Hi, I have around 6M records in a set. I would like to loop through them and perform certain actions (use as a base record to create an index elsewhere) In the first place, I am getting a timeout error. OK, lets increase timeout. 300 seconds. Still failing after ~30s. OK, let’s try concurrent scanning. Still failing with the timeout error OK, let’s ignore bins - bingo, it’s scanning through the records, but… how do I get an actual data? Accumulate keys in batch and use getMany?

Is this an intended way of handling things? Any other alternatives?


#2

OK, it failed miserably even in that case: An error occured while scanning[9] Timeout: timeout=999999 iterations=1 failedNodes=0 failedConns=0 3562595 records found

So… How do I fetch ALL my records?


#3

Are you trying to do this through AQL? What is the server/client version? How many hops between client calling application and aerospike server? Does the client system show its hitting upper limits of cpu/memory/network?


#4
  1. What version of the server?
  2. Which error is raised by the client?

#5

Latest PHP client, not AQL. No hops, they are on the same network (same AWS zone, same VPC)

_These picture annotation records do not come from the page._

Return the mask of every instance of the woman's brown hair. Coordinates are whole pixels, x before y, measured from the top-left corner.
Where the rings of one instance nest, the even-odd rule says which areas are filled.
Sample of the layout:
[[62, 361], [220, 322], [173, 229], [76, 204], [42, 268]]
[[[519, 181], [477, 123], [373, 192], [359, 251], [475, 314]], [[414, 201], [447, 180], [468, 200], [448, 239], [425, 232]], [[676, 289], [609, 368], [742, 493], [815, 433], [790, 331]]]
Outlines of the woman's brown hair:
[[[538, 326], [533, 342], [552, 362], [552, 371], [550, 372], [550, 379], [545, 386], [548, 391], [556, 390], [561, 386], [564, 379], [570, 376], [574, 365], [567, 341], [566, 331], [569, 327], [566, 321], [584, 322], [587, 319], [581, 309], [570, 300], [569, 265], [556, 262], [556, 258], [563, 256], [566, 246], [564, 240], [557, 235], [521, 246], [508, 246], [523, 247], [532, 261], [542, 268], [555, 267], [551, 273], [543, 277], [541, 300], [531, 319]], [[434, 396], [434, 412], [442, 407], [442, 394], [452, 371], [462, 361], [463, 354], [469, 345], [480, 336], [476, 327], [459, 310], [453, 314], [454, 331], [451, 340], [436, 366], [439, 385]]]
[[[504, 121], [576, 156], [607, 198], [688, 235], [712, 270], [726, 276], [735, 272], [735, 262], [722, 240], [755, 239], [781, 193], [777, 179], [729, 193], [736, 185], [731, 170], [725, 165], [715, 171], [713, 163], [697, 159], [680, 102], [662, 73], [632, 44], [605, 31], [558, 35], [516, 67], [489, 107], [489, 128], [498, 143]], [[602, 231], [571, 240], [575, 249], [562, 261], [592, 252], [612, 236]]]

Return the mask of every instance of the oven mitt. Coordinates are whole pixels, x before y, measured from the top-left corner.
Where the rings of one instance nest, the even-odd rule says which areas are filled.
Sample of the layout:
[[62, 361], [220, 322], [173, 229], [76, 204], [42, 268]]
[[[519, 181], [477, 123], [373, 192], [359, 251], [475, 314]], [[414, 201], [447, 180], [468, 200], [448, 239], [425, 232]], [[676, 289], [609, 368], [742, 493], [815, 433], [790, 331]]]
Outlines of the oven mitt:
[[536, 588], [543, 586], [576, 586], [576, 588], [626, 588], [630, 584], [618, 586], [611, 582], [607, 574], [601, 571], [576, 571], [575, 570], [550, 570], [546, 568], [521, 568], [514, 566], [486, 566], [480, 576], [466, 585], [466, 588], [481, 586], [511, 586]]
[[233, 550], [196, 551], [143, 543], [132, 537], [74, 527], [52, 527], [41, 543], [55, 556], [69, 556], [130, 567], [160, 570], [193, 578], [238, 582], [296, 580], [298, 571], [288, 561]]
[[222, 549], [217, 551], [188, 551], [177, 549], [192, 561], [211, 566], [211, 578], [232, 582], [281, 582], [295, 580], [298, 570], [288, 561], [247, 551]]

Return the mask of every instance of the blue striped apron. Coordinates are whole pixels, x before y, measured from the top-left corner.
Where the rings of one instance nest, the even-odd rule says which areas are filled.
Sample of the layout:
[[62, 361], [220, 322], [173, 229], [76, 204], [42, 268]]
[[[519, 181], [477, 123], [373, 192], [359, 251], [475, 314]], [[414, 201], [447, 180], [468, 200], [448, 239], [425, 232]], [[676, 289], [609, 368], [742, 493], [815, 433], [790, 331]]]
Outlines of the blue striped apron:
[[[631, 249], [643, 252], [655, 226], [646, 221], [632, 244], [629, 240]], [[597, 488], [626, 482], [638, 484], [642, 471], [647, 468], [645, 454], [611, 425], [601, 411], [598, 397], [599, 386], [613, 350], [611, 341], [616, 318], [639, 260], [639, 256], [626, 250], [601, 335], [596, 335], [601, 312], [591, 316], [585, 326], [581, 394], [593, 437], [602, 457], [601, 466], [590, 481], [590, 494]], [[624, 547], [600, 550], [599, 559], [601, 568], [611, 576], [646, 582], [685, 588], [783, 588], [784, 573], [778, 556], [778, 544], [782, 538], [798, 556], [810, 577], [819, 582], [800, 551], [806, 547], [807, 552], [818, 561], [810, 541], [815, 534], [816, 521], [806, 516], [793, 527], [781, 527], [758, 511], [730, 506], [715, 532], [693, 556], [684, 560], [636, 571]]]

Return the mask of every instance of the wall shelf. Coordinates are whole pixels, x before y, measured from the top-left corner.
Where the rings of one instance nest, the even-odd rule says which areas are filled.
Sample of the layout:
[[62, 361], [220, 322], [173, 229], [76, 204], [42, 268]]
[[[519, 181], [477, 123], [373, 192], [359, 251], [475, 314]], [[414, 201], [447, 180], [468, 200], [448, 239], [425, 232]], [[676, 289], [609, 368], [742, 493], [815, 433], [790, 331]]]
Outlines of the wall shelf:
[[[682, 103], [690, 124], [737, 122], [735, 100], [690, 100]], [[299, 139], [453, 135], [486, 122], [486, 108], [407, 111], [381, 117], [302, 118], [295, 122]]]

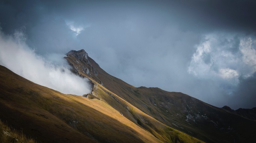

I use r3.4xlarge instance which should be good enough. No replication at the moment.

3.14 server.

Error is shown above:

An error occured while scanning[9] Timeout: timeout=999999 iterations=1 failedNodes=0 failedConns=0

I tried querying the same aerospike set using node.js and it worked like a charm - all 8M records were processed with no issues.


#6

Could be the PHP client and your code is taking too much time to process and causing the socket to timeout.

With server 3.14, you should be able to set the socket timeout for scan. This is possible since version 3.12.1:

[AER-5510] - (SCAN) Write idle-time-out now configurable from client.

I am not sure if the PHP client supports setting this property on scan, but I would hope it does. Otherwise, you typically have only a 10 second timeout at the socket level after which the server will close the connection. I believe this is different than the read timeout you are passsing. (You can confirm this is happening by checking the server side logs).


#7

Thank you. I’ve coded a prototype in node.js that I’m happy with - consistent read speed and no lost WRITEs.

So probably I have to blame PHP implementation for Aerospike, it didn’t work for my case…


#8

Release 7.0.2 of the PHP client adds the necessary Aerospike::OPT_SOCKET_TIMEOUT param to the options for the query and scan methods.